Le Conseil d’Etat annule le BOFiP relatif aux critères d’appréciation du caractère prépondérant de l’activité opérationnelle : L’exonération à hauteur de 75 % des droits de mutation à titre gratuit prévue par l’article 787 B du CGI est réservée aux parts ou actions d’une société ayant une activité industrielle, commerciale, artisanale, agricole ou libérale. Il n’est pour autant pas interdit pour une société d’exercer une activité autre que celles citées, dans la mesure où celle-ci reste accessoire aux précédentes. A cet effet, l’administration fiscale précisait que « le caractère prépondérant de l’activité industrielle, commerciale, artisanale, agricole ou libérale s’apprécie au regard de deux critères cumulatifs que sont le chiffre d’affaires procuré par cette activité (au moins 50 % du montant du chiffre d’affaires total) et le montant de l’actif brut immobilisé (au moins 50 % du montant total de l’actif brut) » (BOI-ENR-DMTG-10-20-40-10 §20).

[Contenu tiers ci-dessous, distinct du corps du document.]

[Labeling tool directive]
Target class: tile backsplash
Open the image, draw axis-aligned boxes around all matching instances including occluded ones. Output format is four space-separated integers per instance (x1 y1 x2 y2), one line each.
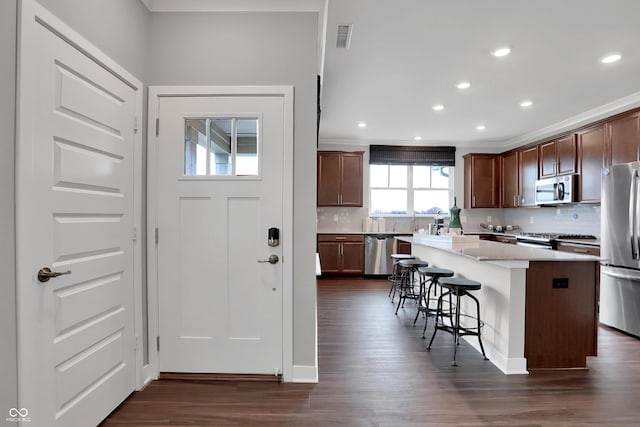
317 205 600 236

Un recours pour excès de pouvoir (REP) a été formé par M. DA et Mme B contre l’instruction susvisée au motif que le critère tenant à l’actif brut immobilisé ne tenait pas compte de l’affectation des actifs et excluait, de fait, des actifs circulants qui pouvaient être exclusivement affectés à une activité éligible.

Le Conseil d’Etat a fait droit à ce REP et a annulé l’ensemble de l’alinéa de l’instruction administrative contestée, reconnaissant par la même que l’exercice d’une activité civile n’était pas de nature à priver le contribuable de l’avantage fiscal sur la valeur totale des parts transmises à titre gratuit. Il a en outre considéré que la « prépondérance s’apprécie en considération d’un faisceau d’indices déterminés d’après la nature de l’activité et les conditions de son exercice ». Ce faisant, le Conseil d’Etat donne une marge d’appréciation supérieure à celle de l’instruction.

Conseil d’Etat, 23 janvier 2020, n° 435562

 

 

ISF 

L’exclusion de l’abattement de 30 % en cas de détention de la résidence principale via une SCI est constitutionnelle : L’ancien article 885 S du CGI disposait, en matière d’ISF, que « un abattement de 30 % est effectué sur la valeur vénale réelle de l’immeuble lorsque celui-ci est occupé à titre de résidence principale par son propriétaire».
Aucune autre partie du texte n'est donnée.